= Gunnar Sørbø =

Norwegian anthropologist

Gunnar Martin Sørbø (born 1948) is the former director of the Chr. Michelsen Institute (CMI). Sørbø’s professional profile and research interests include development planning and policy; conflict studies, peace building and conflict management; social impact assessment (incl. resettlement); agricultural and pastoral systems; regional analysis and economic adaptations.

== Work ==
Gunnar Sørbø was appointed as lecturer in anthropology at the University of Bergen in 1974, where he became chair of the Department of Social Anthropology (1978–80) and the first director of the university’s Centre for Development Studies (1986). During his time at the university, he taught social anthropology at all levels and i.a. chaired the committee recommending the introduction and establishment of English language Master courses at the University of Bergen.
As part of his career, Sørbø has been a team leader for numerous policy-oriented reviews and evaluations, often with international participation and for a wide variety of clients. As a consultant, Sørbø e.g. led the first international evaluation of a ‘conflict NGO’ (International Alert, 1997) as well as the first evaluation of Norwegian peace facilitation (in Sri Lanka), 2011.
He is a regular contributor to Norwegian newspapers on issues related to international development.
Sørbø was CMI’s director for 16 years (1994-2010). In 2006, an evaluation team concluded that the institute had become of one of the leading development research centres in Europe.
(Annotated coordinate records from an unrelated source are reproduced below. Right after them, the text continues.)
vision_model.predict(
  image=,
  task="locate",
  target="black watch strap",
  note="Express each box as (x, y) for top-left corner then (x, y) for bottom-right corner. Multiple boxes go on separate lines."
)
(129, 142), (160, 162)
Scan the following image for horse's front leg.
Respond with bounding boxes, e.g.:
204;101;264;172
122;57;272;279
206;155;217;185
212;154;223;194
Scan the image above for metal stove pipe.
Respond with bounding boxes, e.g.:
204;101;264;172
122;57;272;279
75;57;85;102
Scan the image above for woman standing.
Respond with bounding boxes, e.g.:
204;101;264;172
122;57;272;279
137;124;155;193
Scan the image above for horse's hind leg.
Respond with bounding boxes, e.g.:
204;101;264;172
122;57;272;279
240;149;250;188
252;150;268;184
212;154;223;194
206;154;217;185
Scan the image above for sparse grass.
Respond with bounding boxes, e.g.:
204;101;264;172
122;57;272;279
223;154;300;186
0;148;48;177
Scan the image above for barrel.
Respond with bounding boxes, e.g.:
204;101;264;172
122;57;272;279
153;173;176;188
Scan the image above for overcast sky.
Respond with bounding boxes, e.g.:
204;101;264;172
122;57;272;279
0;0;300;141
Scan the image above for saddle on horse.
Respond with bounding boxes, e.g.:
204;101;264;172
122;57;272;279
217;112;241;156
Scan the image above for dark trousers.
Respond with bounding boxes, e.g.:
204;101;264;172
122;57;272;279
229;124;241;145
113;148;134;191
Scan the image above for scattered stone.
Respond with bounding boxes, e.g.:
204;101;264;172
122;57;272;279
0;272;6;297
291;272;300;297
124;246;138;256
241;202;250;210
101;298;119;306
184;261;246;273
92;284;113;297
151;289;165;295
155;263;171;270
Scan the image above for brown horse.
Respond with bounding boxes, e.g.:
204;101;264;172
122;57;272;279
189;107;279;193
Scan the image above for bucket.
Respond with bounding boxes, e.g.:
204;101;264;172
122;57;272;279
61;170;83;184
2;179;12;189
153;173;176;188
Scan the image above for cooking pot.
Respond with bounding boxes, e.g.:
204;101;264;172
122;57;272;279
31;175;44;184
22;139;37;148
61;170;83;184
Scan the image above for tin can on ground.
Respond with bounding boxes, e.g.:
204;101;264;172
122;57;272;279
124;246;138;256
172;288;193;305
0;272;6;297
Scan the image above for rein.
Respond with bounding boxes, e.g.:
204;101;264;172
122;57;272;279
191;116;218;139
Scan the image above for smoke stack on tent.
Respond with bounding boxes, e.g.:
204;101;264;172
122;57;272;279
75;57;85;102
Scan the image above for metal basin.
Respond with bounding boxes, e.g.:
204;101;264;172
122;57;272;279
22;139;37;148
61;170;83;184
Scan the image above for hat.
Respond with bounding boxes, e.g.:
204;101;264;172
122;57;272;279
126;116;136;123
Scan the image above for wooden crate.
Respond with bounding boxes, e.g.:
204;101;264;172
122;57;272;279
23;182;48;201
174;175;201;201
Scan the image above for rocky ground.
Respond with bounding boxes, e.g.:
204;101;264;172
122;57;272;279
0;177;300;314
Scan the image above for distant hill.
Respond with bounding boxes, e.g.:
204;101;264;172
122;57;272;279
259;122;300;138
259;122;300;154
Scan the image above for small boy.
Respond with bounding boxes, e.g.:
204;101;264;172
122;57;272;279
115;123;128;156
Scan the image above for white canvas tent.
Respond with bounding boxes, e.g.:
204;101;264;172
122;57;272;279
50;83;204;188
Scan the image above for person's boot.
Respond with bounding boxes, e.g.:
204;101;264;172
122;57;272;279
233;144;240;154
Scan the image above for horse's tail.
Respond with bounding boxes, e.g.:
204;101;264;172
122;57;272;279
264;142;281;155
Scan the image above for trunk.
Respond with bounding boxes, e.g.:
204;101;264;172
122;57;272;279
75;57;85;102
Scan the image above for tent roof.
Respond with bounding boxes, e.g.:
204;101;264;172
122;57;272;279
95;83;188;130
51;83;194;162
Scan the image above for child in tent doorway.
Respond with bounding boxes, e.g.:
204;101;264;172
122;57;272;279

== Boards and commissions ==
•	The Norwegian Agency for International Development (Norad) – Prosjektutvalget (1984 – 1988)
•	The International Livestock Centre for Africa, Addis Ababa (1983–89)
•	The Norwegian Programme for Development, Research and Education - NUFU (1991-1994)
•	The North-South/Aid Commission - appointed by the Norwegian Government (1993-1995)
•	The International Food Policy Research Institute, Washington, D.C. (2005–11)
•	The Research Council of Norway (Division of Environment and Development (2001- 2005), Division of Society and Health (2011–15)
•	Cairns Institute (2010–12), James Cook University, Australia (advisory board)
•	 J.W. Eide Foundation (1994-2010)
•	The Rafto Foundation for Human Rights (2001-7; chair 2012 -2016)
•	Faculty Board at the Norwegian University for Life Sciences (2013 -2016)
•	The Centre for Peace Studies, University of Tromsø (chair 2010-2016)
•	Norwegian Centre for Humanitarian Studies (chair 2015-2016)
•	Bergen International Literary Festival (2019-)

== Selected publications ==
•	2018. Norsk antropologi og utvikling (Norwegian Anthropology and Development). Norsk Antropologisk Tidsskrift, nr. 1-2, 10-25.
•	2018. Livelihoods, Conflicts and Ethnicity: Reflections on the History and Relevance of Anthropological Research Cooperation. Forum for Development Studies, 45:1, 25-46, DOI: 10.1080/08039410.2017.1366361.
•	2013. Sudan Divided: Continuing Conflict in a Contested State. New York: Palgrave MacMillan (with Abdel Ghaffar M. Ahmed).
•	2011. Pawns of Peace. Evaluation of Norwegian Peace Efforts in Sri Lanka. Evaluation Report 5/2011. Oslo: Norad (with Jonathan Goodhand and Bart Klem).
•	2010. Local Violence and International Intervention in Sudan. Review of African Political Economy, Vol. 37, Number 124, June 2010, pp. 173–186.
•	2009. Pursuing Justice in Darfur. Nordic Journal for Human Rights, Vol.27, Nr.4: 2009, pp. 393–408.
•	2009. Land Issues and Poverty Reduction: Requirements for Lasting Peace in Sudan and Afghanistan. In Joachim von Braun et al (eds.:) The Poorest and The Hungry: Assessments, Analyses, and Actions. Washington D.C.: IFPRI (with Arne Strand).
•	2003. Pastoral Ecosystems and the Issue of Scale. Ambio, vol. 32, no. 2, pp. 113–117.
•	2001. Aid and Academia: An Uneasy Relationship. Forum for Development Studies, vol.28, no. 2, pp. 309–327.
•	1997. NGOs in Conflict – an Evaluation of International Alert (with J. Macrae and L. Wohlgemuth) – CMI Report 1997:6.
•	1997. “Out of Conflict – From War to Peace in Africa”. Uppsala, The Nordic Africa Institute (with Peter Vale).
•	1995. Norges utenrikspolitikk. Cappelen, Oslo (with T. Knudsen and S. Gjerdåker) (in Norwegian) – includes article on Norwegian aid policy. (2nd edition in 1997).
•	1985. Tenants and Nomads in Eastern Sudan – A Study of Economic Adaptations in the New Halfa Scheme. Uppsala, The Nordic Africa Institute.